Con el objetivo de abrir un mercado de un producto único al mundo, como son los quesos artesanos elaborados en la Isla de Menorca, 15 fincas empiezan la comercialización de sus productos fuera de Las Baleares bajo la denominación Casa Menorca. Un proyecto de comercialización que les da la oportunidad de abordar nuevos mercados y responder a la actual demanda de este producto único en el mundo.

"A día de hoy la venta de quesos artesanos de Menorca se han concentrado, sobretodo, en Las Baleares ya que por las dimensiones de las distintas fincas y la artesanía de sus procesos hasta ahora no les había sido posible abordar nuevos mercados", apunta Santiago Peribáñez, gerente de Casa Menorca y encargado de este nuevo proyecto de comercialización.

Peribáñez asegura, también, que "se busca dar más proyección a un producto hasta ahora de consumo minoritario fuera de Menorca a la vez que se valoriza el patrimonio gastronómico de la isla que se mantiene gracias a las familias de artesanos que desde generaciones se dedican a elaborar un queso único en el mundo".

Con una producción de 20.000 piezas anuales, el objetivo de Casa Menorca es llegar al mercado de la península así como iniciar la exportación a distintos países. En este sentido se ha desarrollado una imagen de marca que refuerza el origen menorquín de las piezas a la vez que se referencia cada finca y el tiempo de curación de cada pieza.

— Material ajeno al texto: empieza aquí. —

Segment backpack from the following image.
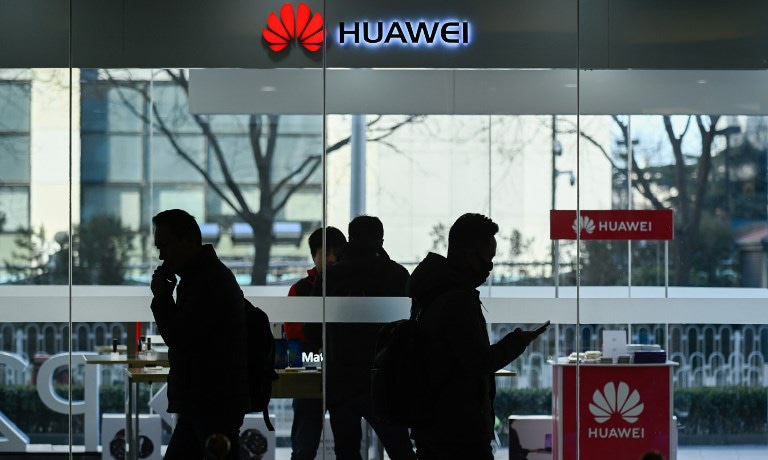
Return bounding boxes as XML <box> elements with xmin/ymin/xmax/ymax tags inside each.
<box><xmin>371</xmin><ymin>302</ymin><xmax>432</xmax><ymax>428</ymax></box>
<box><xmin>243</xmin><ymin>297</ymin><xmax>277</xmax><ymax>431</ymax></box>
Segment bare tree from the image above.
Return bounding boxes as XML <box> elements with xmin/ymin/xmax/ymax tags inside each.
<box><xmin>100</xmin><ymin>69</ymin><xmax>424</xmax><ymax>285</ymax></box>
<box><xmin>568</xmin><ymin>115</ymin><xmax>726</xmax><ymax>286</ymax></box>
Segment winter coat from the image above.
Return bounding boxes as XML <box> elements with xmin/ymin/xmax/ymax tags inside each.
<box><xmin>305</xmin><ymin>241</ymin><xmax>409</xmax><ymax>406</ymax></box>
<box><xmin>152</xmin><ymin>245</ymin><xmax>249</xmax><ymax>415</ymax></box>
<box><xmin>408</xmin><ymin>253</ymin><xmax>527</xmax><ymax>443</ymax></box>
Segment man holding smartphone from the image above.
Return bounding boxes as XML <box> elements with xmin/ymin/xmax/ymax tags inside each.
<box><xmin>150</xmin><ymin>209</ymin><xmax>249</xmax><ymax>460</ymax></box>
<box><xmin>409</xmin><ymin>214</ymin><xmax>546</xmax><ymax>460</ymax></box>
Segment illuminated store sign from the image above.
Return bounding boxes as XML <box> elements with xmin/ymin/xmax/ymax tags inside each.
<box><xmin>337</xmin><ymin>20</ymin><xmax>470</xmax><ymax>46</ymax></box>
<box><xmin>262</xmin><ymin>3</ymin><xmax>470</xmax><ymax>52</ymax></box>
<box><xmin>261</xmin><ymin>3</ymin><xmax>323</xmax><ymax>52</ymax></box>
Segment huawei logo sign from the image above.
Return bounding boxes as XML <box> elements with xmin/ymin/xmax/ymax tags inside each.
<box><xmin>261</xmin><ymin>3</ymin><xmax>323</xmax><ymax>52</ymax></box>
<box><xmin>571</xmin><ymin>216</ymin><xmax>595</xmax><ymax>235</ymax></box>
<box><xmin>589</xmin><ymin>382</ymin><xmax>645</xmax><ymax>423</ymax></box>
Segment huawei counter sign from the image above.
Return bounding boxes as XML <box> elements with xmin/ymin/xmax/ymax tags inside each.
<box><xmin>587</xmin><ymin>382</ymin><xmax>645</xmax><ymax>439</ymax></box>
<box><xmin>549</xmin><ymin>209</ymin><xmax>675</xmax><ymax>240</ymax></box>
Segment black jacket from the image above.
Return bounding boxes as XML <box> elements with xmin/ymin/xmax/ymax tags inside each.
<box><xmin>152</xmin><ymin>245</ymin><xmax>249</xmax><ymax>415</ymax></box>
<box><xmin>305</xmin><ymin>241</ymin><xmax>409</xmax><ymax>405</ymax></box>
<box><xmin>409</xmin><ymin>253</ymin><xmax>527</xmax><ymax>443</ymax></box>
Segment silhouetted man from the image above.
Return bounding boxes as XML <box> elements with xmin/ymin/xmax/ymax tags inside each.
<box><xmin>314</xmin><ymin>216</ymin><xmax>415</xmax><ymax>460</ymax></box>
<box><xmin>151</xmin><ymin>209</ymin><xmax>249</xmax><ymax>460</ymax></box>
<box><xmin>283</xmin><ymin>227</ymin><xmax>347</xmax><ymax>460</ymax></box>
<box><xmin>409</xmin><ymin>214</ymin><xmax>545</xmax><ymax>460</ymax></box>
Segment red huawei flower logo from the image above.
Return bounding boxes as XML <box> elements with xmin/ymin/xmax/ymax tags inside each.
<box><xmin>261</xmin><ymin>3</ymin><xmax>323</xmax><ymax>51</ymax></box>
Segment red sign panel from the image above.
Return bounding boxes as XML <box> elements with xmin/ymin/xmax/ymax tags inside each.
<box><xmin>549</xmin><ymin>209</ymin><xmax>675</xmax><ymax>240</ymax></box>
<box><xmin>555</xmin><ymin>365</ymin><xmax>672</xmax><ymax>460</ymax></box>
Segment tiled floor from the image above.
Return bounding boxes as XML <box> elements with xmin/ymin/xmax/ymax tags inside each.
<box><xmin>275</xmin><ymin>445</ymin><xmax>768</xmax><ymax>460</ymax></box>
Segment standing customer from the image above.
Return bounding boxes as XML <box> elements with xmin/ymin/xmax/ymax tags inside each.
<box><xmin>151</xmin><ymin>209</ymin><xmax>249</xmax><ymax>460</ymax></box>
<box><xmin>313</xmin><ymin>216</ymin><xmax>416</xmax><ymax>460</ymax></box>
<box><xmin>409</xmin><ymin>214</ymin><xmax>544</xmax><ymax>460</ymax></box>
<box><xmin>283</xmin><ymin>227</ymin><xmax>347</xmax><ymax>460</ymax></box>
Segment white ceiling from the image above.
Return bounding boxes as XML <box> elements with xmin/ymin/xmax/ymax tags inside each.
<box><xmin>190</xmin><ymin>69</ymin><xmax>768</xmax><ymax>115</ymax></box>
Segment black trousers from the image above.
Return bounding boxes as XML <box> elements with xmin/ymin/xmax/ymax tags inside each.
<box><xmin>416</xmin><ymin>437</ymin><xmax>493</xmax><ymax>460</ymax></box>
<box><xmin>328</xmin><ymin>394</ymin><xmax>416</xmax><ymax>460</ymax></box>
<box><xmin>291</xmin><ymin>399</ymin><xmax>325</xmax><ymax>460</ymax></box>
<box><xmin>163</xmin><ymin>414</ymin><xmax>243</xmax><ymax>460</ymax></box>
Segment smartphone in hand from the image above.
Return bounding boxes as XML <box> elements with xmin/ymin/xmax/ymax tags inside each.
<box><xmin>158</xmin><ymin>262</ymin><xmax>176</xmax><ymax>283</ymax></box>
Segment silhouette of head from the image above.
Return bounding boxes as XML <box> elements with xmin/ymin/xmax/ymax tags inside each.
<box><xmin>347</xmin><ymin>216</ymin><xmax>384</xmax><ymax>247</ymax></box>
<box><xmin>152</xmin><ymin>209</ymin><xmax>203</xmax><ymax>273</ymax></box>
<box><xmin>448</xmin><ymin>213</ymin><xmax>499</xmax><ymax>286</ymax></box>
<box><xmin>309</xmin><ymin>226</ymin><xmax>347</xmax><ymax>271</ymax></box>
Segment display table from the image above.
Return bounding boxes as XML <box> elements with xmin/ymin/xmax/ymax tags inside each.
<box><xmin>550</xmin><ymin>361</ymin><xmax>677</xmax><ymax>460</ymax></box>
<box><xmin>84</xmin><ymin>353</ymin><xmax>168</xmax><ymax>367</ymax></box>
<box><xmin>122</xmin><ymin>368</ymin><xmax>323</xmax><ymax>460</ymax></box>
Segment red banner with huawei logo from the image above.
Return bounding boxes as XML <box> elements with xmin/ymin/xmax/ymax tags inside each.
<box><xmin>549</xmin><ymin>209</ymin><xmax>675</xmax><ymax>240</ymax></box>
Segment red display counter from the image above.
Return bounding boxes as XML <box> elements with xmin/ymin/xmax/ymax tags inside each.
<box><xmin>551</xmin><ymin>361</ymin><xmax>676</xmax><ymax>460</ymax></box>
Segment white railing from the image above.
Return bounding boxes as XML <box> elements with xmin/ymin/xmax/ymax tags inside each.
<box><xmin>0</xmin><ymin>286</ymin><xmax>768</xmax><ymax>324</ymax></box>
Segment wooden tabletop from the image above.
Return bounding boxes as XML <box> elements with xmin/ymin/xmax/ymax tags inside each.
<box><xmin>125</xmin><ymin>366</ymin><xmax>171</xmax><ymax>383</ymax></box>
<box><xmin>84</xmin><ymin>353</ymin><xmax>170</xmax><ymax>367</ymax></box>
<box><xmin>125</xmin><ymin>367</ymin><xmax>510</xmax><ymax>399</ymax></box>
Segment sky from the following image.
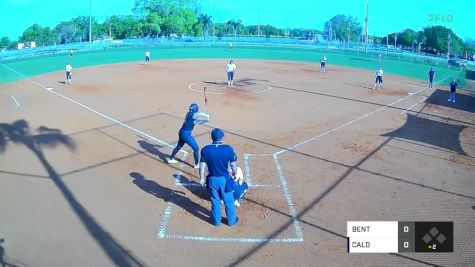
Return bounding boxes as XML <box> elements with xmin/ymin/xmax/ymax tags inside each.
<box><xmin>0</xmin><ymin>0</ymin><xmax>475</xmax><ymax>40</ymax></box>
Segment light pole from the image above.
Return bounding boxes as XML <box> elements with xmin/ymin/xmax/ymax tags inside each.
<box><xmin>89</xmin><ymin>0</ymin><xmax>92</xmax><ymax>51</ymax></box>
<box><xmin>257</xmin><ymin>8</ymin><xmax>261</xmax><ymax>37</ymax></box>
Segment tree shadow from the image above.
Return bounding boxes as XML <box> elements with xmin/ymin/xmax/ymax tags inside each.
<box><xmin>129</xmin><ymin>172</ymin><xmax>210</xmax><ymax>222</ymax></box>
<box><xmin>0</xmin><ymin>238</ymin><xmax>27</xmax><ymax>267</ymax></box>
<box><xmin>173</xmin><ymin>174</ymin><xmax>209</xmax><ymax>200</ymax></box>
<box><xmin>137</xmin><ymin>140</ymin><xmax>168</xmax><ymax>161</ymax></box>
<box><xmin>0</xmin><ymin>120</ymin><xmax>144</xmax><ymax>267</ymax></box>
<box><xmin>137</xmin><ymin>140</ymin><xmax>193</xmax><ymax>167</ymax></box>
<box><xmin>426</xmin><ymin>89</ymin><xmax>475</xmax><ymax>113</ymax></box>
<box><xmin>383</xmin><ymin>114</ymin><xmax>467</xmax><ymax>156</ymax></box>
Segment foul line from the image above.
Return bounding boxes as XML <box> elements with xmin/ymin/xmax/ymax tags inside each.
<box><xmin>272</xmin><ymin>154</ymin><xmax>303</xmax><ymax>242</ymax></box>
<box><xmin>158</xmin><ymin>154</ymin><xmax>188</xmax><ymax>239</ymax></box>
<box><xmin>401</xmin><ymin>97</ymin><xmax>428</xmax><ymax>113</ymax></box>
<box><xmin>244</xmin><ymin>154</ymin><xmax>252</xmax><ymax>186</ymax></box>
<box><xmin>274</xmin><ymin>75</ymin><xmax>451</xmax><ymax>155</ymax></box>
<box><xmin>2</xmin><ymin>64</ymin><xmax>188</xmax><ymax>155</ymax></box>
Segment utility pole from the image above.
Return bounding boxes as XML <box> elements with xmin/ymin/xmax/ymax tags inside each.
<box><xmin>394</xmin><ymin>33</ymin><xmax>397</xmax><ymax>50</ymax></box>
<box><xmin>89</xmin><ymin>0</ymin><xmax>92</xmax><ymax>51</ymax></box>
<box><xmin>364</xmin><ymin>0</ymin><xmax>368</xmax><ymax>53</ymax></box>
<box><xmin>447</xmin><ymin>33</ymin><xmax>452</xmax><ymax>59</ymax></box>
<box><xmin>257</xmin><ymin>8</ymin><xmax>261</xmax><ymax>37</ymax></box>
<box><xmin>386</xmin><ymin>33</ymin><xmax>389</xmax><ymax>55</ymax></box>
<box><xmin>348</xmin><ymin>24</ymin><xmax>350</xmax><ymax>48</ymax></box>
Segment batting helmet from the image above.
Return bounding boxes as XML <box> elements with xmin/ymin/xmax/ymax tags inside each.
<box><xmin>188</xmin><ymin>103</ymin><xmax>199</xmax><ymax>113</ymax></box>
<box><xmin>211</xmin><ymin>128</ymin><xmax>224</xmax><ymax>142</ymax></box>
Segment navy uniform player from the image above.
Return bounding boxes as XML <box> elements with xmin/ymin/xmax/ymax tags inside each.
<box><xmin>447</xmin><ymin>78</ymin><xmax>457</xmax><ymax>103</ymax></box>
<box><xmin>373</xmin><ymin>66</ymin><xmax>384</xmax><ymax>91</ymax></box>
<box><xmin>429</xmin><ymin>68</ymin><xmax>435</xmax><ymax>88</ymax></box>
<box><xmin>200</xmin><ymin>128</ymin><xmax>239</xmax><ymax>226</ymax></box>
<box><xmin>166</xmin><ymin>103</ymin><xmax>200</xmax><ymax>169</ymax></box>
<box><xmin>320</xmin><ymin>55</ymin><xmax>327</xmax><ymax>72</ymax></box>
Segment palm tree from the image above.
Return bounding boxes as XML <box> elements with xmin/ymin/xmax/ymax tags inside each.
<box><xmin>198</xmin><ymin>14</ymin><xmax>213</xmax><ymax>40</ymax></box>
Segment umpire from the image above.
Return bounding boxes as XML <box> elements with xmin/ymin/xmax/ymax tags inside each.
<box><xmin>200</xmin><ymin>128</ymin><xmax>239</xmax><ymax>226</ymax></box>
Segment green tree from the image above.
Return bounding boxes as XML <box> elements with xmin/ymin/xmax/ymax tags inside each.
<box><xmin>143</xmin><ymin>12</ymin><xmax>162</xmax><ymax>37</ymax></box>
<box><xmin>197</xmin><ymin>14</ymin><xmax>213</xmax><ymax>38</ymax></box>
<box><xmin>397</xmin><ymin>29</ymin><xmax>417</xmax><ymax>48</ymax></box>
<box><xmin>423</xmin><ymin>26</ymin><xmax>464</xmax><ymax>54</ymax></box>
<box><xmin>0</xmin><ymin>36</ymin><xmax>11</xmax><ymax>49</ymax></box>
<box><xmin>54</xmin><ymin>21</ymin><xmax>77</xmax><ymax>44</ymax></box>
<box><xmin>20</xmin><ymin>24</ymin><xmax>56</xmax><ymax>46</ymax></box>
<box><xmin>323</xmin><ymin>15</ymin><xmax>363</xmax><ymax>41</ymax></box>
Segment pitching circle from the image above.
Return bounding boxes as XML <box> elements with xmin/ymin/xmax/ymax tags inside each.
<box><xmin>188</xmin><ymin>80</ymin><xmax>272</xmax><ymax>95</ymax></box>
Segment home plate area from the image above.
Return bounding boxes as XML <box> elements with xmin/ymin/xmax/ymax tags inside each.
<box><xmin>158</xmin><ymin>154</ymin><xmax>303</xmax><ymax>243</ymax></box>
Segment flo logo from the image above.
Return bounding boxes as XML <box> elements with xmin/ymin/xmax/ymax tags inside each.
<box><xmin>427</xmin><ymin>14</ymin><xmax>454</xmax><ymax>23</ymax></box>
<box><xmin>422</xmin><ymin>227</ymin><xmax>447</xmax><ymax>247</ymax></box>
<box><xmin>415</xmin><ymin>222</ymin><xmax>454</xmax><ymax>252</ymax></box>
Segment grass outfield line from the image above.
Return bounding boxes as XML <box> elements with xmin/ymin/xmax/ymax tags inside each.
<box><xmin>0</xmin><ymin>46</ymin><xmax>465</xmax><ymax>86</ymax></box>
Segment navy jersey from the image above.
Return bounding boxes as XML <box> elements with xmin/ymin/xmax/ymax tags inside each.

Desde hace generaciones, distintas familias se dedican diariamente a elaborar un queso característico por su punto salado que obtiene esta característica tan peculiar debido a las condiciones climáticas y de salinidad características de la Isla de Menorca, reserva de la biosfera por la UNESCO desde 1993 por sus extraordinarias condiciones medioambientales. Los quesos de Menorca se caracterizan, también, por su textura cremosa que se consigue gracias al proceso artesanal, el afinado manual de cada pieza y la maduración en una cava situada en la misma isla.